Comment trouvez-vous désormais votre équilibre entre la France et votre vie aux États-Unis?

J’ai toujours ma maison en Normandie, ainsi que mes installations où mon neveu, Jérôme Navet, est installé. Ayant maintenant un contrat beaucoup plus souple avec Karl Cook, je peux y retourner quand je le souhaite. C’est là-bas que je me sens chez moi et lorsque ma collaboration avec Karl prendra fin, je pense que je rentrerai. Je ne suis pas encore assez américain pour rester aux États-Unis, bien que j’y vive heureux depuis huit ans. Même si ce n’est pas toujours facile entre les concours, le fait de pouvoir rentrer régulièrement me convient bien. Quand je suis en France, j’essaie de trouver de bons jeunes chevaux que j’achète pour les intégrer à mes écuries. Ces chevaux vont prendre un peu d’âge et quand je déciderai de rentrer, j’espère que j’en trouverai quelques-uns parmi eux avec lesquels je pourrai continuer à me faire plaisir en France et en Europe.



“Il va falloir faire sans Kevin aux JO, mais il y a d’autres cavaliers très talentueux, expérimentés et qui peuvent compter sur de bons chevaux”

Dans quelle mesure vous épanouissez-vous dans la transmission?

Oui, bien sûr, mais je suis avant tout cavalier. J’ai appris à être entraîneur, notamment au sein du système américain, qui est différent de ce que l’on connaît en Europe. Il m’a donc fallu m’y habituer et cela a finalement bien fonctionné, mais il est certain que je suis davantage dans mon élément à cheval qu’à pied. C’est ça mon truc! Tant que je pourrai monter, je le ferai. Quand j’aurai l'âge de Michel Robert (soixante-douze ans, ndlr), je continuerai à me faire plaisir comme lui. Quand on a derrière soi des carrières comme les nôtres, que l’on n'a pas envie d’arrêter et que notre condition physique nous permet de continuer, c’est une grande chance. Je suis très en forme, toujours extrêmement motivé et je prends du plaisir à cheval. Tant que ma passion sera intacte et que je disposerai de bons chevaux, je continuerai. 

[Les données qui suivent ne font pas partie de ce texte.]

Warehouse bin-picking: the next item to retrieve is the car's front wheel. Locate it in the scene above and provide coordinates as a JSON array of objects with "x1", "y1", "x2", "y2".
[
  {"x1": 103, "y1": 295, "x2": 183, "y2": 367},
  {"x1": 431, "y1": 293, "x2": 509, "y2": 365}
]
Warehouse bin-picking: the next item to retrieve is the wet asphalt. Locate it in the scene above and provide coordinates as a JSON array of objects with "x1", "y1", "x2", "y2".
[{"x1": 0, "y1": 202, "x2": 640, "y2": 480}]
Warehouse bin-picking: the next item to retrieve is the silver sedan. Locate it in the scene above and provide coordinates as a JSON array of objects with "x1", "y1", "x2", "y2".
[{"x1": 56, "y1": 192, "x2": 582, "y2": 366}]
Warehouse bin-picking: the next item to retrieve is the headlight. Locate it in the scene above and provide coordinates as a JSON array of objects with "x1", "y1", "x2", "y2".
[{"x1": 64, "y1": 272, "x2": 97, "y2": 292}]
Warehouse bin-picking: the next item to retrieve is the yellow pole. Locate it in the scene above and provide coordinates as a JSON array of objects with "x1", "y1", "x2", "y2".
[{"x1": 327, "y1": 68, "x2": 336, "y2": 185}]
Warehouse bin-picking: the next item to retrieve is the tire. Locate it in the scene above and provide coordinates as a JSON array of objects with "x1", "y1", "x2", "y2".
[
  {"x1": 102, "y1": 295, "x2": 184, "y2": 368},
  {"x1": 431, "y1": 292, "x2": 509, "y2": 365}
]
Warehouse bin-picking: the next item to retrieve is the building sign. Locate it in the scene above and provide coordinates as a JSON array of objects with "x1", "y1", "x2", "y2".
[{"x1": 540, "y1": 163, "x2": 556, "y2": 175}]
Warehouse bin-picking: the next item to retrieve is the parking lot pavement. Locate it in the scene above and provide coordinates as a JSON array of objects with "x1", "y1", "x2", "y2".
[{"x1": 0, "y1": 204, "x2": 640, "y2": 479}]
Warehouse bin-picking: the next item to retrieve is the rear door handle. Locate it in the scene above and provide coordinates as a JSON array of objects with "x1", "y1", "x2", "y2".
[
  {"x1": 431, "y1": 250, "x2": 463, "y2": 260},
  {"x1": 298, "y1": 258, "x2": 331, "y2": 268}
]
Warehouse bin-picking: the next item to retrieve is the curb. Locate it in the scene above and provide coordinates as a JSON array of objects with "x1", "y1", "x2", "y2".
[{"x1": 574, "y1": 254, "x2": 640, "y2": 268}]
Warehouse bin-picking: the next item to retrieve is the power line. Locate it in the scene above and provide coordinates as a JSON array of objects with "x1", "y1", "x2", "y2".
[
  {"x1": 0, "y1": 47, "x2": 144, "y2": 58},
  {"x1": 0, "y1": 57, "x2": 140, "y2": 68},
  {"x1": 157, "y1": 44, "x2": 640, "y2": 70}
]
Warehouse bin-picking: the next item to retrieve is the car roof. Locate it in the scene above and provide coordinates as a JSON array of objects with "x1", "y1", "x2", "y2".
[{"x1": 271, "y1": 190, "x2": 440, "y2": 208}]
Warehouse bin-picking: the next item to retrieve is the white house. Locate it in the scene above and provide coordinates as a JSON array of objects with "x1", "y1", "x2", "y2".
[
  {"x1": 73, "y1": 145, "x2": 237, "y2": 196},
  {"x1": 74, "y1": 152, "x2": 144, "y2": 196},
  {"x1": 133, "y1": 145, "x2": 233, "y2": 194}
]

Comme Michel Robert, pratiquez-vous le yoga, ou d’autres activités, pour entretenir votre condition physique et/ou mentale?

J’ai sûrement tort, mais je ne fais rien du tout. J’ai la chance d’être en très bonne santé et d’être naturellement très souple. Je n’ai pas non plus de tendance à l'embonpoint et n’ai besoin de suivre aucun régime. Je touche du bois, mais je n’ai jamais eu de problème jusqu’à maintenant. Je suis très chanceux!

À l’approche des Jeux olympiques de Tokyo et avec les quelques bouleversements de dernière minute dont plusieurs équipes nationales européennes font les frais, gardez-vous un œil sur l’actualité équestre dans l’Hexagone et en Europe?

Bien sûr, je me tiens informé. Ce qu’il se passe avec Scuderia 1918 Viking d’la Rousserie, le cheval de Kevin Staut, est regrettable compte tenu de l'échéance qui approche. Néanmoins, il paraît que le cheval se remettra de sa blessure et le couple n’en restera certainement pas là. C’est dommage parce que cela arrive au mauvais moment, mais peut-être est-ce reculer pour mieux sauter comme on dit. Il faut rester optimiste. Kevin est l’un des piliers de l’équipe et il va falloir faire sans lui, mais il y a d’autres cavaliers très talentueux, expérimentés et qui peuvent compter sur de bons chevaux, ce qui nous permettra sans doute d’avoir une équipe avec un bon potentiel. 

Aimeriez-vous être à la place de Thierry Pomel en ce moment?

Oh non, je n’aimerais pas être à sa place, et pas seulement en ce moment! (rires) Ce n’est pas vraiment mon truc. Je me considère davantage comme un technicien. Par exemple, j’aime toujours monter de jeunes chevaux, les faire progresser et leur donner de l’expérience. C’est cela qui m’anime. J’aime le contact avec les chevaux, plus que le contact avec les gens. De manière générale, je pense que ce poste d'entraîneur ou sélectionneur national ne serait pas fait pour moi. Je ne pense pas non plus être un meneur d'hommes. J’ai connu Jean-Maurice Bonneau et Patrick Caron lorsqu’ils étaient sélectionneurs. Eux étaient excellents parce qu’ils avaient cette qualité et ce contact avec leurs cavaliers. Thierry Pomel, qui a également choisi cette voie, fait cela très bien aussi.